No ha salido el sol aún, pero los relojes ya cantan, canciones favoritas, alarmas nucleares, gritos de caricaturas o silbidos de pájaros gritan para despertar a la gente, sincronizados, pero no juntos, responden orquestados desde las 4:am hasta las 7:am sin parar, sin interrumpirte, cada 10 minutos suena una tanda de alarmas. Y tras cada una comienza una carrera, las duchas son largas y también cortas, las temperaturas varían, algunos se queman otros se congelan, los desayunos van de lo práctico a lo elegante; se rompen los huevos, se sirve cereal de la manera correcta -el cereal primero- y también de la equivocada, la leche primero; están los que antes de levantarse pueden revolcarse y echarse un mañanero delicioso, aun cuando por comerse se queden sin tiempo de comer.
Después corren, al ascensor, por las escaleras, a la parada de autobús donde todos se encuentran y represan, un río de gente, un mar de gente, que, en pocos minutos, con suerte, estarán reunidos como peces en un barco de pesca, juntos, tan juntos que parecerán íntimos, sentirán el sudor del otro, el aliento del otro, a veces con gusto y en la mayoría de los casos con asco. Afuera, individuos encapsulados viajan solos y se consideran más afortunados que las sardinas enlatadas de los autobuses, los colectivos, los transportes públicos en general; sin embargo su autonomía vale, vale horas en familia, con amigos, vale un seguro, y nafta, gasolina, gas… vale oxígeno, pero no importa, lo vale, no tener una gota de sudor ajeno e indeseable corriendo por la piel, no tener que sentir un pene flácido o tieso en un bus o en un metro, lo vale, no tener que sufrir porque entre tanta gente es imposible evitar el roce de sus penes o sus tetas contra espaldas, cabezas, nucas, culos ajenos, lo vale no tener que angustiarse por ser tildado de depravado cuando tan solo se está enlatado.

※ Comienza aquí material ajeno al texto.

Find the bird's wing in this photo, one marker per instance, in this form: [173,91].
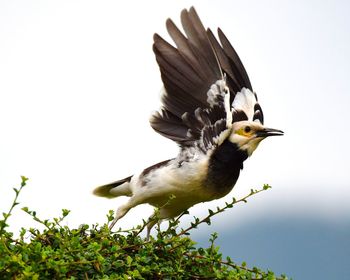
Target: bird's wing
[201,78]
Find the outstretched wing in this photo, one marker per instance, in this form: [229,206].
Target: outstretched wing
[201,78]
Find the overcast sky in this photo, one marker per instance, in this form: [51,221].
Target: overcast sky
[78,82]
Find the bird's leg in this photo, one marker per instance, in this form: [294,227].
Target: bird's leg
[150,225]
[122,210]
[120,214]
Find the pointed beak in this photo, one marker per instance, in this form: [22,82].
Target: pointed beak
[269,132]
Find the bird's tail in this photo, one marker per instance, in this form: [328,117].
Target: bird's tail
[114,189]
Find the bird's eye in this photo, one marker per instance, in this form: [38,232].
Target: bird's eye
[247,129]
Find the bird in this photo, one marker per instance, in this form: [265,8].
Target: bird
[209,109]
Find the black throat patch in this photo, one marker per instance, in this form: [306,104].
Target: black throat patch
[224,167]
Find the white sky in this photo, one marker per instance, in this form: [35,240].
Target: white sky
[78,82]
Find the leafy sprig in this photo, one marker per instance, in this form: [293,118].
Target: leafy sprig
[94,252]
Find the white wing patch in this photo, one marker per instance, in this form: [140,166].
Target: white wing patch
[215,92]
[245,100]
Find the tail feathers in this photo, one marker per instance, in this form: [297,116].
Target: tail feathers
[114,189]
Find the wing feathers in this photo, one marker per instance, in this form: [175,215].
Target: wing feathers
[194,111]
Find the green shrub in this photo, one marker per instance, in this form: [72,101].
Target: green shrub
[94,252]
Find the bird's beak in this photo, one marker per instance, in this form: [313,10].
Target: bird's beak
[265,132]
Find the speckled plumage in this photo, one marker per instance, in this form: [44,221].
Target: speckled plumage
[209,108]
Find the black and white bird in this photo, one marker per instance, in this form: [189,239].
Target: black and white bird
[210,110]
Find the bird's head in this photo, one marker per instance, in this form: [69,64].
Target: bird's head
[247,127]
[248,134]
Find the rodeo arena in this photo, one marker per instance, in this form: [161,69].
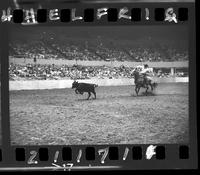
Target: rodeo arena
[67,90]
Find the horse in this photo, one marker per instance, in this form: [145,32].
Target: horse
[142,81]
[80,88]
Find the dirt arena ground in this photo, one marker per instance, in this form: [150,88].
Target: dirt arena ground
[117,116]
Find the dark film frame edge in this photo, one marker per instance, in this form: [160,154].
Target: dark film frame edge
[6,141]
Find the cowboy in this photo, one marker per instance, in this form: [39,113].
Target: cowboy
[146,72]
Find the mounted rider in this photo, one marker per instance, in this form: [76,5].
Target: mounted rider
[146,72]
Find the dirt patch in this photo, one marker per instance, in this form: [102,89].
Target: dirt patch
[117,116]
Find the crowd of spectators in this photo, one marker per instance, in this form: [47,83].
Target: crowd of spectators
[55,72]
[53,49]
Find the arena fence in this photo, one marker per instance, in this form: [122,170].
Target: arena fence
[60,84]
[160,64]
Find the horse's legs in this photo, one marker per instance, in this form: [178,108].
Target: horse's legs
[89,94]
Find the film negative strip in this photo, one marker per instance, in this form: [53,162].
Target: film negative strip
[98,85]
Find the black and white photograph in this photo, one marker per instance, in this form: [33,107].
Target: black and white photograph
[93,85]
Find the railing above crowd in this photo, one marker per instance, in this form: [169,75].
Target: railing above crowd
[62,72]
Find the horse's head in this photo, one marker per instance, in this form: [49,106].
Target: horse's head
[75,84]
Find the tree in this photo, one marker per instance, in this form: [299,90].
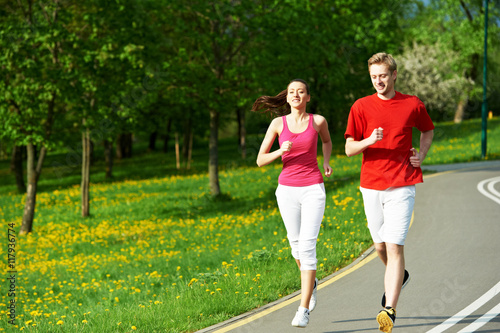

Están los otros, los aventureros, forajidos que escapan de los embotellamientos, como serpientes se desplazan por los canales, los espacios, serpentean el tráfico, y se burlan de los hombres pecera en sus carros y de las sardinas en sus transportes públicos, ellos, en su afán avanzan solos hasta que llueve y entonces como pequeños peces asustados se reúnen bajo arrecifes de pavimento, bajo puentes, techos, almacenes, se reúnen y se escampan, se esconden.
Ahí puedes ver a los audaces, mojado un dedo, mojado la nalga. Y caminan, o montan sus bicicletas sin inmutarse, crustáceos y moluscos son, indiferentes a toda vicisitud, continúan su camino como animal sin predador, inmutables, viéndose tan lejos de todo como se sienten, orgullosos de una rebeldía justificada pero insignificante, y aunque intentan ser imitados, lo cierto es que su comportamiento y su credo exige tanto y da tan poco, que, en lugar de compartirse, repele.
Las luces cambian lentamente, y los peatones se atropellan entre ellos, cuando hace sol aún con más fuerza. Hormiguitas angustiadas, corren con el peso de una lupa imaginaria, de una amplificación social sobre sus hombros, sintiendo el peso de lo que demandan de ellos; tengo que ser, tengo que llegar, tengo que estar, tengo que ir. Tienen todo menos opciones o decisiones. Hormiguitas y abejitas que más que obreras se esclavizan, y luego los zánganos, otros que disfrutan más su labor, se llenan de placer en su repetición, en sus embestidas orgásmicas, en su labor reproductiva, creativos monoproductores que se excitan con su día a día polvo tras polvo, adictos, todos adictos, al tabaco, al licor, a la adrenalina, al deber cumplido y los encontrás en todas las ramas, y en todas las profesiones, las horas trascurren, rápido y lento dependiendo de cada uno. Porque solo la percepción altera el paso del tiempo.
Al final retornan, agotados todos, agobiados, desmoralizados, descremados, desindividualizados, sintiéndose un cualquiera, uno más… y antes de dormir, programan sus alarmas.